O secretário-geral da Organização Mundial de Saúde (OMS) desejou entretanto uma “recuperação rápida” ao Presidente brasileiro. Em conferência de imprensa a partir da sede da OMS, em Genebra, Tedros Ghebreyesus afirmou esperar que “os sintomas sejam ligeiros e que [Bolsonaro] volte ao trabalho o mais cedo possível para apoiar o seu país”.

Tratado com hidroxicloroquina, o fármaco da discórdia

“A hidroxicloroquina na fase inicial tem uma chance de sucesso por volta de 100%”, disse Jair Bolsonaro, fazendo uma afirmação que não tem qualquer respaldo científico.

O medicamento tornou-se num dos temas mais quentes do debate em torno da pandemia, especialmente dentro do Brasil, após a insistência por parte de Bolsonaro para que todos os doentes com Covid-19 fosse tratados com aquele fármaco, criado originalmente para combater a malária. Esta posição levou à demissão de dois ministros da Saúde do Brasil: Luiz Henrique Mandetta e Nelson Teich, ambos médicos. Atualmente, o ministério está a cargo do militar Eduardo Pazuello. “Ele é ruim de imprensa, mas é excelente como gestor na saúde. A gente precisava há muito tempo de alguém com esse perfil”, explicou o presidente, referindo, ainda assim, que ele “não vai ficar lá para sempre”.

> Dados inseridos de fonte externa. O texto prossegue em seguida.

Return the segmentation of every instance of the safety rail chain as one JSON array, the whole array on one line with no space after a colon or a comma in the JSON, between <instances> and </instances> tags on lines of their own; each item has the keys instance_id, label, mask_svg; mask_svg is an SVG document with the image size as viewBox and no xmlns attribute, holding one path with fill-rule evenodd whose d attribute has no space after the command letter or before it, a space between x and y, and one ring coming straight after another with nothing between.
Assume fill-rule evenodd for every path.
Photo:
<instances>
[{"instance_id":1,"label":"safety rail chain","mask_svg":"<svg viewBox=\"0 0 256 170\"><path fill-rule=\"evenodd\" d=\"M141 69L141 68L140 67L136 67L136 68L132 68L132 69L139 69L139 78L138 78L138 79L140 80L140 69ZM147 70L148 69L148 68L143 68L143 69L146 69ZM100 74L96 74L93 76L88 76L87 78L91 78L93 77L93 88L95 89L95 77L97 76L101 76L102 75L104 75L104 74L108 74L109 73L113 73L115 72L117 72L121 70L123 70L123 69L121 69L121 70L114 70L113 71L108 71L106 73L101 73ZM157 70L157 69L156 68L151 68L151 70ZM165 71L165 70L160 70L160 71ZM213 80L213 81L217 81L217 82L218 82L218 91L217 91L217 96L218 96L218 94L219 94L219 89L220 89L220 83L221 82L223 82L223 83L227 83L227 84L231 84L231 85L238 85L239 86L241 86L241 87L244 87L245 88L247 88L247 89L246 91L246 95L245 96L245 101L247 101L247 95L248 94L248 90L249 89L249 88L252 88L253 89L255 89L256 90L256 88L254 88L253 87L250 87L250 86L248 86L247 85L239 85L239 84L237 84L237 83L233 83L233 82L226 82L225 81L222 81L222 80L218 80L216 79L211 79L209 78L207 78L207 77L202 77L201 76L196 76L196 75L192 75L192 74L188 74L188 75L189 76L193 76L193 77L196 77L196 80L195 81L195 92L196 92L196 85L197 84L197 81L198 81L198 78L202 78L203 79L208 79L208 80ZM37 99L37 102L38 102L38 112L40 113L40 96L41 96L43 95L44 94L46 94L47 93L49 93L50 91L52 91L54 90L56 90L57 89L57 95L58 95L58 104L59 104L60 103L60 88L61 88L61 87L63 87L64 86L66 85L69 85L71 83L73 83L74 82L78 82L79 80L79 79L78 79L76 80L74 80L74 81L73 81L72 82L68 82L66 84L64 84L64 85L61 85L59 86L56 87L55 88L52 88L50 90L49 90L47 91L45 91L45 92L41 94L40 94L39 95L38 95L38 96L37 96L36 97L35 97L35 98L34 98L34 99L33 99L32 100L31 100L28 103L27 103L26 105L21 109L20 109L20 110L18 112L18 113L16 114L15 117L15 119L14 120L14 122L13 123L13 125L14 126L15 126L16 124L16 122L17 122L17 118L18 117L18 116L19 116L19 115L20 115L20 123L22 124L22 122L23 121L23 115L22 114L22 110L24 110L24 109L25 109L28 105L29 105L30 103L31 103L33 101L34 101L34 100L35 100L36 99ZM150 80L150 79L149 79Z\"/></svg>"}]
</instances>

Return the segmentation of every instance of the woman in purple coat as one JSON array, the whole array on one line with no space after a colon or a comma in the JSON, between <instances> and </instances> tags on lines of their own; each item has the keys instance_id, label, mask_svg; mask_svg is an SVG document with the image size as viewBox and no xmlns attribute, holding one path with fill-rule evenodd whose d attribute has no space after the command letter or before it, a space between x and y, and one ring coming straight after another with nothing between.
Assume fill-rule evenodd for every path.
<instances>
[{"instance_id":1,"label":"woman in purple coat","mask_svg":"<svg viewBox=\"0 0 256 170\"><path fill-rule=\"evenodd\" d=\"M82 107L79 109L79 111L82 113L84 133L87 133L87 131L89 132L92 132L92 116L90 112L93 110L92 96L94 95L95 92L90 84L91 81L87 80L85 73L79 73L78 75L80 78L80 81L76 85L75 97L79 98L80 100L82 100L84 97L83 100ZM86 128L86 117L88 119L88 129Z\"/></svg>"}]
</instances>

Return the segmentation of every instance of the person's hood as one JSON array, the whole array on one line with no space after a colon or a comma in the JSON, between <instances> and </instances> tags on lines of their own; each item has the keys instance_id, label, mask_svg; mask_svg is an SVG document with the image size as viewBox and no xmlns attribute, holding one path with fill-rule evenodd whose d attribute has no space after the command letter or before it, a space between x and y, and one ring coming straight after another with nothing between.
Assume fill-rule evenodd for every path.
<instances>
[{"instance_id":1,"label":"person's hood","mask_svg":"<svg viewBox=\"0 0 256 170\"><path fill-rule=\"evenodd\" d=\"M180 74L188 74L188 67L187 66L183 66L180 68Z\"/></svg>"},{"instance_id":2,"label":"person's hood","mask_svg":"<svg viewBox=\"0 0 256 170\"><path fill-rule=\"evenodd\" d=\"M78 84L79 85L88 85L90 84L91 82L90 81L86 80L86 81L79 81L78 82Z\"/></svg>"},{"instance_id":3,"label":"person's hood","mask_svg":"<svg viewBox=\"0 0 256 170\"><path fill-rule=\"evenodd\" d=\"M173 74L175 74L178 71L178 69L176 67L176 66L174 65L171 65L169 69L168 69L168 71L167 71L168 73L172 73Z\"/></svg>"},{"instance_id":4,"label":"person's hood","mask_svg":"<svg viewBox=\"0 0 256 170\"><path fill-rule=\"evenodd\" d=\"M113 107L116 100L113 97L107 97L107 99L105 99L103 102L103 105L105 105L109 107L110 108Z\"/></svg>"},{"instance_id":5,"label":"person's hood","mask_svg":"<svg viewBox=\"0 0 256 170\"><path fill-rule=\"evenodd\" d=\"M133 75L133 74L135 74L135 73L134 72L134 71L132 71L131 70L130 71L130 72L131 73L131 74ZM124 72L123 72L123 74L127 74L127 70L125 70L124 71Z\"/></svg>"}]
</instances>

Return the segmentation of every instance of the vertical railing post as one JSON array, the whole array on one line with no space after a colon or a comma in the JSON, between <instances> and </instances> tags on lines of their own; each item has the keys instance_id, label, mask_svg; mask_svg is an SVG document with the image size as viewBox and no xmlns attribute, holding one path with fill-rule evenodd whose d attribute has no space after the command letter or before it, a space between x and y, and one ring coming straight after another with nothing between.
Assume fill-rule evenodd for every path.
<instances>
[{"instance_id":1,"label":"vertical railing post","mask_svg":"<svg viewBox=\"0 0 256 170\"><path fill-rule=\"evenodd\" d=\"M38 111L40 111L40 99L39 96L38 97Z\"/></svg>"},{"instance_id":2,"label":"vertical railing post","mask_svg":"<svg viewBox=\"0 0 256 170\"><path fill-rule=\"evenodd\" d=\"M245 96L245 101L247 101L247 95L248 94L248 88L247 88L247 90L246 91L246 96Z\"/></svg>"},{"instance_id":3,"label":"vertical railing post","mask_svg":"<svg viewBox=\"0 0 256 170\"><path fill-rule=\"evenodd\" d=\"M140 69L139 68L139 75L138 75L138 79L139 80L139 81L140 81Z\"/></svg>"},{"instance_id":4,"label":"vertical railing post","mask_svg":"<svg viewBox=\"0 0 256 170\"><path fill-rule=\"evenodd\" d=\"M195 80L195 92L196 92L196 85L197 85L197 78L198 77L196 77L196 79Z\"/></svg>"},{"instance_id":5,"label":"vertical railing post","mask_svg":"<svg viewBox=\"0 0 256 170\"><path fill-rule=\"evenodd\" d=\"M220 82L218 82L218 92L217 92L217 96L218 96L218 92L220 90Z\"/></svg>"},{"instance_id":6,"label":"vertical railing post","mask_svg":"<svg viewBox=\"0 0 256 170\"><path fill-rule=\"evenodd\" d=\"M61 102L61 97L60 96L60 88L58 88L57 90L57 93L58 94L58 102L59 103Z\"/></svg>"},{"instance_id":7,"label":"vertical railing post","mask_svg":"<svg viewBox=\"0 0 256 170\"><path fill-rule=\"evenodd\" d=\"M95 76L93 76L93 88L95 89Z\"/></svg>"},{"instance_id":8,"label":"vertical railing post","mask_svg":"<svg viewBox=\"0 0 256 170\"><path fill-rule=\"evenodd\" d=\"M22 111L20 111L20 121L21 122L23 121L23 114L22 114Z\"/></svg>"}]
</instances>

O uso de hidroxicloroquina (que também foi defendido por Donald Trump, que chegou a dizer que tomava aquele fármaco de forma preventiva) não reúne consenso dentro da comunidade científica. No domingo, a Organização Mundial de Saúde (OMS) tomou a decisão de descontinuar o uso daquele fármaco em doentes hospitalizados por Covid-19.

Teste em março deu negativo

A primeira vez que Jair Bolsonaro foi testado para a Covid-19 foi a 12 de março, na sequência de uma visita oficial aos EUA. Apesar de várias pessoas da sua comitiva, incluindo o seu porta-voz, terem testado positivo, o Presidente do Brasil não foi infetado pelo vírus SARS-CoV-2 naquela data.

À altura, chegou a ser noticiado que Jair Bolsonaro tinha recebido um teste positivo para a Covid-19. A notícia foi inicialmente avançada pelo jornal O Dia e posteriormente reiterada pela Fox News, que contactou Eduardo Bolsonaro, deputado e filho do Presidente do Brasil. Este último viria, no entanto, a desmentir ter referido que o seu pai tinha Covid-19.

Depois de o próprio Jair Bolsonaro ter dito que não tinha Covid-19, seguiu-se um processo legal entre o jornal Estado de S. Paulo e a Advocacia-Geral da União (AGU, órgão que representa o Estado brasileiro nos tribunais), com aquele órgão de imprensa a exigir que fosse divulgado o relatório do teste. Só a 13 de maio é que foi divulgado o relatório na íntegra, onde se podia ler: “não detectado”.